I didn't say they need to, nor did I say that its always the case

This is true until the Apple released the M1 cores for laptops and now their desktop's (or mini PC's). I mean the M1 pro goes up to 3.2 ghz which for a laptop is fairly on par. While it is true that Intel/AMD laptop SKU's can go to higher ghz for laptops in a similar class you then get into the fallacy of directly comparing clock speed between different architectures, i.e. one CPU can have lower clock speed then another CPU but because of architectural reasons/IPC that CPU with lower clocks can perform as fast, if not faster (ryzen for example beating Intel with SKU's in the same class with lower cloks).

In any case people need to stop pushing the sentiment that the M1 is a "mobile phone CPU that has lower clocks" because its not. Its clock speed is already well past the "mobile" range. The M1 chips was deliberately designed for high power products (i.e. pro laptops and faster) that is loosely based on their A series architecture, its not like Apple just shoved a mobile SKU into their laptops.

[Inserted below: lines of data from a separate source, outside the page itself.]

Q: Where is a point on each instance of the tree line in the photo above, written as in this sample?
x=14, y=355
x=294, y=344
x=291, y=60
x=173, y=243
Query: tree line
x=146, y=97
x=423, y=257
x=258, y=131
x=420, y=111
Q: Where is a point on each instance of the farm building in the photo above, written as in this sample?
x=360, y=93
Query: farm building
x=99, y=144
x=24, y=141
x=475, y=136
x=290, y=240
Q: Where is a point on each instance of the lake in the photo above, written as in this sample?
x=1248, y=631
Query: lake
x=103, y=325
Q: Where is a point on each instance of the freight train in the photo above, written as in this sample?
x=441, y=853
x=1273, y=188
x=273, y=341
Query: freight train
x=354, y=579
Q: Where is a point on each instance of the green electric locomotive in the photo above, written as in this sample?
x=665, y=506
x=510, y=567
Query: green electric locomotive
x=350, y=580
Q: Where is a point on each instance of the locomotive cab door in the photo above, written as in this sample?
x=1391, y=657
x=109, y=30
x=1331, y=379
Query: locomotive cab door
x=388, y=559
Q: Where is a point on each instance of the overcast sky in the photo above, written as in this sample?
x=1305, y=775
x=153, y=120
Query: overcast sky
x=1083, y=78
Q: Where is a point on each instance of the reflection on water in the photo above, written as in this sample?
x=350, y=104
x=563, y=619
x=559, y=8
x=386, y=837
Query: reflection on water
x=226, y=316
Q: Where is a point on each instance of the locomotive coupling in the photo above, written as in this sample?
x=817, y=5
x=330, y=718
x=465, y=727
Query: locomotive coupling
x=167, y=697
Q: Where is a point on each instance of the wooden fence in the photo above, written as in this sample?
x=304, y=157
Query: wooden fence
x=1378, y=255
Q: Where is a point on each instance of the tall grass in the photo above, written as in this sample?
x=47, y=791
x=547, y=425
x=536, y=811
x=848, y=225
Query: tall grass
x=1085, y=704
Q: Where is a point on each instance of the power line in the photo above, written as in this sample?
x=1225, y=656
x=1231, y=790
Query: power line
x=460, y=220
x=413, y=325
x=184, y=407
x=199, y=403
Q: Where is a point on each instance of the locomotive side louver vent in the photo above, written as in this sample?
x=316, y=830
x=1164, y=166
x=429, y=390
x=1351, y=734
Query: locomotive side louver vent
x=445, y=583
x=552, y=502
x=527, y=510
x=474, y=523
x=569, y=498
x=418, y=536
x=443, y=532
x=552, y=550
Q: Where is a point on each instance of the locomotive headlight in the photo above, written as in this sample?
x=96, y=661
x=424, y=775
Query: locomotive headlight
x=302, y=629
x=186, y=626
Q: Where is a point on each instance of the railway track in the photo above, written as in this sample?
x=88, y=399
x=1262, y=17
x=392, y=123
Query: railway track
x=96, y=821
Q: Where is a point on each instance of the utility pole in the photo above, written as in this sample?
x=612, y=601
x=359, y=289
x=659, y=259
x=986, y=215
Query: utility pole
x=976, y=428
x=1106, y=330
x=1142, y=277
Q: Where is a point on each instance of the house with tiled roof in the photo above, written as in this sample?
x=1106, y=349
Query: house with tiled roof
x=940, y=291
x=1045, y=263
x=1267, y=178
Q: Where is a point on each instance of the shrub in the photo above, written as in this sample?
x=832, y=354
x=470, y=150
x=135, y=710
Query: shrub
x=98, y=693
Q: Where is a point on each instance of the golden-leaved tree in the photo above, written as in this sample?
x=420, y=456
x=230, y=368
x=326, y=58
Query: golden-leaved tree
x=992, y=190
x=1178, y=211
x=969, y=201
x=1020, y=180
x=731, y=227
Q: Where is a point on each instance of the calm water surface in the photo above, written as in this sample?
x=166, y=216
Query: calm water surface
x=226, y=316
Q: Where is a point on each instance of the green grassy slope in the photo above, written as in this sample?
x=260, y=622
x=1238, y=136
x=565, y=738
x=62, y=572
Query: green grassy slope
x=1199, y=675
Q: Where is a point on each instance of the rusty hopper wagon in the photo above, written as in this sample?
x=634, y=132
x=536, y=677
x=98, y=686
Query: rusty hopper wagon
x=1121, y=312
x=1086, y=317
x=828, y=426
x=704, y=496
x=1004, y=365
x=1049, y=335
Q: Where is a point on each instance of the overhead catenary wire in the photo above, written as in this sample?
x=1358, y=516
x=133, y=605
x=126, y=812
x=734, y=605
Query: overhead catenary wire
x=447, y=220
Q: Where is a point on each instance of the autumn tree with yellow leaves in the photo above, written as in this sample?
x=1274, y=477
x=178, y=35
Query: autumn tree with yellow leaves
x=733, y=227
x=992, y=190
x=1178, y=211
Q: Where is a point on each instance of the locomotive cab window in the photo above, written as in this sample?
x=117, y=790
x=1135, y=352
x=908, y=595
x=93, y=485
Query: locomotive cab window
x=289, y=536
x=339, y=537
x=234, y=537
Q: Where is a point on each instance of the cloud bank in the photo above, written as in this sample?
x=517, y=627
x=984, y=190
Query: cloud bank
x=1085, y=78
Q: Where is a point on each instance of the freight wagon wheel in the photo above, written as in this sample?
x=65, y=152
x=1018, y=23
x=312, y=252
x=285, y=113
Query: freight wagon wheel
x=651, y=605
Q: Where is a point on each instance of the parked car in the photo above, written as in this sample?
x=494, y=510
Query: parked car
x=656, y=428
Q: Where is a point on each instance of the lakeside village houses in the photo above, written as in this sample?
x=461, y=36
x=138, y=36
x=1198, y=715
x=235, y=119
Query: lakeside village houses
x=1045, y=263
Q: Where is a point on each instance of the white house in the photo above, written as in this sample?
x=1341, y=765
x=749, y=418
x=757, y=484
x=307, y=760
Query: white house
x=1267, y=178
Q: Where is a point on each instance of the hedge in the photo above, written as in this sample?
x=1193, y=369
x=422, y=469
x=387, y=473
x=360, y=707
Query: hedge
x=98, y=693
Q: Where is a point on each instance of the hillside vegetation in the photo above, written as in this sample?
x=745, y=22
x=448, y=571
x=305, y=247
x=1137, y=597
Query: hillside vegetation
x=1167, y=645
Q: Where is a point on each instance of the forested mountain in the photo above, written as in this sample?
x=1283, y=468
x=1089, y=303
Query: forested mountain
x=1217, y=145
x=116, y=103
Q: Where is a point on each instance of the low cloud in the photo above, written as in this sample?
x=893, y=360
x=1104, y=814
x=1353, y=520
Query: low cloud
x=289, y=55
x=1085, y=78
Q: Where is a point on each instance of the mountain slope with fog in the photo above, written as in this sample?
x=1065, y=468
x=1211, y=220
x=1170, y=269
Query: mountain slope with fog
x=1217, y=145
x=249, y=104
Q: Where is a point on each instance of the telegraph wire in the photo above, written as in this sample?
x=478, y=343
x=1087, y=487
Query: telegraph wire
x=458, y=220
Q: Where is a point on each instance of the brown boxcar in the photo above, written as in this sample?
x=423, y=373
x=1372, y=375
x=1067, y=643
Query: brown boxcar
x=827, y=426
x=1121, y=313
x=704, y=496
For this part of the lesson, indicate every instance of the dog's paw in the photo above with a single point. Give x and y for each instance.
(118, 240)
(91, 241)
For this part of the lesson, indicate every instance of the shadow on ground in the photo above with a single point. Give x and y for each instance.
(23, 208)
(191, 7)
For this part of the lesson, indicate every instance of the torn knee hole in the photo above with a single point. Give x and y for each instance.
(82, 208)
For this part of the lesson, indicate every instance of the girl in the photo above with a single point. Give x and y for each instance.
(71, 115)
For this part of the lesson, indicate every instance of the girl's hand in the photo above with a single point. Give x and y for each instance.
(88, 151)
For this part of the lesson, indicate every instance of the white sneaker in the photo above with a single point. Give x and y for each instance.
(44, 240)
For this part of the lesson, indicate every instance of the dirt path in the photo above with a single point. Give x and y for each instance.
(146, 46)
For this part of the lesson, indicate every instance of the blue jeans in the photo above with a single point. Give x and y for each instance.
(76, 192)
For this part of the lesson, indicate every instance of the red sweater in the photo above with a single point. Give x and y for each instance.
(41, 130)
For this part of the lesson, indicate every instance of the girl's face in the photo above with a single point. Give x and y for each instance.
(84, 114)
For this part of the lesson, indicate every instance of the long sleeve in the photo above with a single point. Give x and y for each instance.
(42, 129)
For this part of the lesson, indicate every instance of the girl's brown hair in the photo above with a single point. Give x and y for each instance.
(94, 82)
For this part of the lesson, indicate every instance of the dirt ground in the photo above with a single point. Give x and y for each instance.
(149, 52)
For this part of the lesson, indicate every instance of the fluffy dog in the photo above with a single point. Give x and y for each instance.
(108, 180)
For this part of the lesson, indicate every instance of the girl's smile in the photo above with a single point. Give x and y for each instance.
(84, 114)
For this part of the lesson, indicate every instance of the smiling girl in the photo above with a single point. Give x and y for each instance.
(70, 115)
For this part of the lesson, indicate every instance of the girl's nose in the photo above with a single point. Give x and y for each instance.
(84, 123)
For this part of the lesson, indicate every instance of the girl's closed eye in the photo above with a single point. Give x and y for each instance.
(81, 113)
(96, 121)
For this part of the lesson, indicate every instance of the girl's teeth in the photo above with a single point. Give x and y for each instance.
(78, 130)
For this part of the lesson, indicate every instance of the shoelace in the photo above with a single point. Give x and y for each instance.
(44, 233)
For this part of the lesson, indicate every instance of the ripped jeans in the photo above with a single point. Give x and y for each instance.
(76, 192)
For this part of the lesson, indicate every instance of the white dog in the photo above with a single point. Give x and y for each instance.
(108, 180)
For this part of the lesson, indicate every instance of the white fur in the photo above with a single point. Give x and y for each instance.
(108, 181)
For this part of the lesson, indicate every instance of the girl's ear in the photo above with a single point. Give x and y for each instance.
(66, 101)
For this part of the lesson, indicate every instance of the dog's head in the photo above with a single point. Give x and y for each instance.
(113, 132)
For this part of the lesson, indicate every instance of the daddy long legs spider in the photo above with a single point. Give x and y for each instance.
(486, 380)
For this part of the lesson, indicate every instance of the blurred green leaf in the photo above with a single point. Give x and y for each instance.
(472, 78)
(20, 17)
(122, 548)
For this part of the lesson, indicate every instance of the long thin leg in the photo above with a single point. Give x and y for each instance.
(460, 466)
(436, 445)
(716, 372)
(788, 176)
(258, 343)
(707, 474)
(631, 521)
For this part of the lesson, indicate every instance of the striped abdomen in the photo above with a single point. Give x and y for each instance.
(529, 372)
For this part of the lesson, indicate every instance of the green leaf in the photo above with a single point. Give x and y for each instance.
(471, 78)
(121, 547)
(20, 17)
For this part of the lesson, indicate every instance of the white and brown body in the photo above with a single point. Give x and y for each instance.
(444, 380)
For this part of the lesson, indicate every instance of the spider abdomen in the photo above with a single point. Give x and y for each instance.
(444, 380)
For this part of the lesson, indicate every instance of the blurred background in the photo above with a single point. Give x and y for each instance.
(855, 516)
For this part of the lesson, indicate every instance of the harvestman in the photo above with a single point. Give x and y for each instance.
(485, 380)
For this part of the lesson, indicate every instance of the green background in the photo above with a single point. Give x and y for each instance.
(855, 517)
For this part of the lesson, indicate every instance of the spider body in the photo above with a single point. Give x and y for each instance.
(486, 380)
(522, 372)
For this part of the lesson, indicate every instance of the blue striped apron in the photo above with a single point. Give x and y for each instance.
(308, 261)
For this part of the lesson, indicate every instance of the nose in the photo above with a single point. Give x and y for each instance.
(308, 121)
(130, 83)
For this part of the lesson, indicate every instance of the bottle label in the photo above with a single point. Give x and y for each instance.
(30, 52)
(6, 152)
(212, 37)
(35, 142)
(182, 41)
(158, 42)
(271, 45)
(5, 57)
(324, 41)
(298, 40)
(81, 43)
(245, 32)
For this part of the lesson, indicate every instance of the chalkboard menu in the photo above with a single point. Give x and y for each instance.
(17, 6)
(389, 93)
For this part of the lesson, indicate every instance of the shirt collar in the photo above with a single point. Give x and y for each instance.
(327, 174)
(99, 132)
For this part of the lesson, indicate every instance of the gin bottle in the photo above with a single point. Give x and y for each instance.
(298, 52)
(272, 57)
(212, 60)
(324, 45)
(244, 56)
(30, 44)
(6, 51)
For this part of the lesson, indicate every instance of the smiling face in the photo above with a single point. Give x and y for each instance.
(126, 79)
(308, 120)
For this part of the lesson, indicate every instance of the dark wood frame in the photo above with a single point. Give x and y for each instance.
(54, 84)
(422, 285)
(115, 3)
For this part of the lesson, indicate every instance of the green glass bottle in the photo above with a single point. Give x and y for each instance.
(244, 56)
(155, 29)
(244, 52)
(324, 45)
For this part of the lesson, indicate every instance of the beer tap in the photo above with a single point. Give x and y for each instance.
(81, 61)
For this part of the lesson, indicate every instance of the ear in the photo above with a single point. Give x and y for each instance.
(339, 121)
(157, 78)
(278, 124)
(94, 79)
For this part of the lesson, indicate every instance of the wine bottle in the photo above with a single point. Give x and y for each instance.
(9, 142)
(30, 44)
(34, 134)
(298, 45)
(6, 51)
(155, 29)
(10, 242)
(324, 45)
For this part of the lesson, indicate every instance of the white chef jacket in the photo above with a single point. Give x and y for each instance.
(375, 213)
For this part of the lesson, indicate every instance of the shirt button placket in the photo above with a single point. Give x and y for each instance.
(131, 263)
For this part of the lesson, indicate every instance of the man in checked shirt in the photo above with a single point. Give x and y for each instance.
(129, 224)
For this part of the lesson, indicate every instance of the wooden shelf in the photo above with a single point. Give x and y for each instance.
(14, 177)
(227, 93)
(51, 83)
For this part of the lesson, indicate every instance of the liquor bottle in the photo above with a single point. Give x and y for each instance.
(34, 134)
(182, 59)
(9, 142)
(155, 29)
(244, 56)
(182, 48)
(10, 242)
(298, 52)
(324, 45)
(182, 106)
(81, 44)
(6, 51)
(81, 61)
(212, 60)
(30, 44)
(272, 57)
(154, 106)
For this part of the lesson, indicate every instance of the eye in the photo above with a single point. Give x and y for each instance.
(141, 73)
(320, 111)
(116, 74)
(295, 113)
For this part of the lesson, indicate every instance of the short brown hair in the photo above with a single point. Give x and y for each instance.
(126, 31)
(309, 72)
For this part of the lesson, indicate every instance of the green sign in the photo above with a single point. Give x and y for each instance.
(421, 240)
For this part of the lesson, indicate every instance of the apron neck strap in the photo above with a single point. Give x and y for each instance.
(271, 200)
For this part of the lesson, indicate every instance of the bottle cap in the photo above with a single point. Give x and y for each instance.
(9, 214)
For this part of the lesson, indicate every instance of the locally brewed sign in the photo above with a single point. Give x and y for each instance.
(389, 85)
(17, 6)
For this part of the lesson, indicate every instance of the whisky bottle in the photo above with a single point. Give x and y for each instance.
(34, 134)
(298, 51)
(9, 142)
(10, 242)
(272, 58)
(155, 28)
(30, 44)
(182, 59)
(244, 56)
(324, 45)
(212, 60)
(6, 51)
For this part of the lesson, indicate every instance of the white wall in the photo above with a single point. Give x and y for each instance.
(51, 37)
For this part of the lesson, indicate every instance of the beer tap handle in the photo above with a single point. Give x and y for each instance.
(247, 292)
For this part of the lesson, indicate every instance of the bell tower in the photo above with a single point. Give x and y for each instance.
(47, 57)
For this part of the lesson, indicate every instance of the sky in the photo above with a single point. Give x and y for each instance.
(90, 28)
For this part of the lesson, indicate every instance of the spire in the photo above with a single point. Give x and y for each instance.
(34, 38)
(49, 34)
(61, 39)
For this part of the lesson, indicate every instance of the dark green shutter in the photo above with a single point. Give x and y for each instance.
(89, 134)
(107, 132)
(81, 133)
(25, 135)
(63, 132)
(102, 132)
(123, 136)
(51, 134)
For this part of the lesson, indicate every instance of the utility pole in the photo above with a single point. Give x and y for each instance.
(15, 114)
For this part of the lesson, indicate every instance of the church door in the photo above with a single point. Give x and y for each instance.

This is the basic flaw in your argumentation, if SMT was as beneficial as you implied (relative to die tax and other factors), Apple would have done it. Their laptops are designed to compete against Intel/AMD on power, its not just meant to be a low clocked mobile CPU and its not. Have you even seen the 17 inch M1 max?

I said this before and I said it again, Apple's M1 target is desktop class, not mobile.

5% is actually quite a bit. Let me put it a different way, that figure is large that the primary reason for excluding SMT on Silvermont is because that 5% die size is signficant much. See https://www.anandtech.com/show/6936/...about-mobile/3

The amount of die space taken up with SMT is proportional to how many cores you have, so more cores is more die space taken up if you implement SMT. That can add up, so as I said before its much wiser for Apple to use that die space for something else.

When it comes to CPU's anything is on the table if its brings good enough performance. As said before, if SMT was as good as you are implying, Apple would have put it in.

When you are a CPU company, you never rule anything out unless you have a very good reason and in Apple's case with how many resources they have, if SMT was beneficial they would have done it.

I don't know what point you are making here, I was just simply stating that there are a laundry list of reasons why SMT is not appropriate for Apple M1's and that was yet another reason for that list (which is that cache misses on M1 is not as penalizing compared to other comparable x86/64 systems).

mdedetrich made some good points about M1 - practically speaking the M1 is the only Arm64 product competing with x86-64 in the desktop/laptop space, so it makes sense that it would have a wider/deeper implementation (for higher peak IPC) than any of the other high end Arm64 cores.